Isaac lo penetró de lado, despacio, abrazándolo por detrás. Esta vez fue lento, romántico. Movimientos profundos y largos, besos en el cuello, una mano masturbando a Victor al mismo ritmo. Se corrieron casi al unísono, susurros de “te quiero” escapando de sus labios.
Cuando amaneció, habían hecho el amor cuatro veces. El cuerpo de Victor estaba sensible, lleno de marcas de besos y mordiscos suaves. Isaac tenía arañazos leves en la espalda. Se ducharon juntos por tercera vez, riendo, besándose bajo el agua.

—Esto solo es el principio —dijo Isaac mientras secaba a Victor con la toalla.

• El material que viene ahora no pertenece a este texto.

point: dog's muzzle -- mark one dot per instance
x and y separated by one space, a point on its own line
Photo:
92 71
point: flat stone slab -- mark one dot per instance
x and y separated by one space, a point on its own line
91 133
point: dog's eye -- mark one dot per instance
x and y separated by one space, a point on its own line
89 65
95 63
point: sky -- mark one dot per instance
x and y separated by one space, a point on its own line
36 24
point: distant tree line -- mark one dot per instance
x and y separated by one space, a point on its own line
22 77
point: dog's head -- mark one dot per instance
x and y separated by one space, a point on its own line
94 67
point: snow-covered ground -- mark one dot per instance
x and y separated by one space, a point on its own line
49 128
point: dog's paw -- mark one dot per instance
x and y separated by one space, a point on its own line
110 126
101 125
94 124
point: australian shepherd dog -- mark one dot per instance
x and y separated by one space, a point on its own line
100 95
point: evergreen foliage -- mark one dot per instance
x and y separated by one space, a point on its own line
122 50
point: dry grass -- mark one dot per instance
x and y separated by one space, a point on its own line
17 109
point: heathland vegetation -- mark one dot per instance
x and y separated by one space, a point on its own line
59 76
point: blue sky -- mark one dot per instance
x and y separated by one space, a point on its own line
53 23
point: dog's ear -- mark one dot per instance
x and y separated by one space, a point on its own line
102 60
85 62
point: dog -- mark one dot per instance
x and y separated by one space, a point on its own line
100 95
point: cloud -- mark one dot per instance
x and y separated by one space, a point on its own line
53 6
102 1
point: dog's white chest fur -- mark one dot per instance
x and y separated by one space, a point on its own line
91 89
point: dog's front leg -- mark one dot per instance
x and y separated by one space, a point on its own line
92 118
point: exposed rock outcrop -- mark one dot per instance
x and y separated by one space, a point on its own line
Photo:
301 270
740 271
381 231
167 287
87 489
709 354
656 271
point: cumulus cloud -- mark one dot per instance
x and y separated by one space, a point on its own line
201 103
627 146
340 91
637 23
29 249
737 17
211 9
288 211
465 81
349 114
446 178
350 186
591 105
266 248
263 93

Victor lo miró con ojos brillantes.

—Sí. Y quiero que todas las “primeras veces” sean contigo.

Se prepararon el desayuno desnudos, tocándose constantemente, incapaces de dejar de sonreír. La imagen de Isaac de pie en el baño, con su cuerpo imponente y su pene grueso en la mano, había sido solo el comienzo de una noche que ninguno de los dos olvidaría jamás.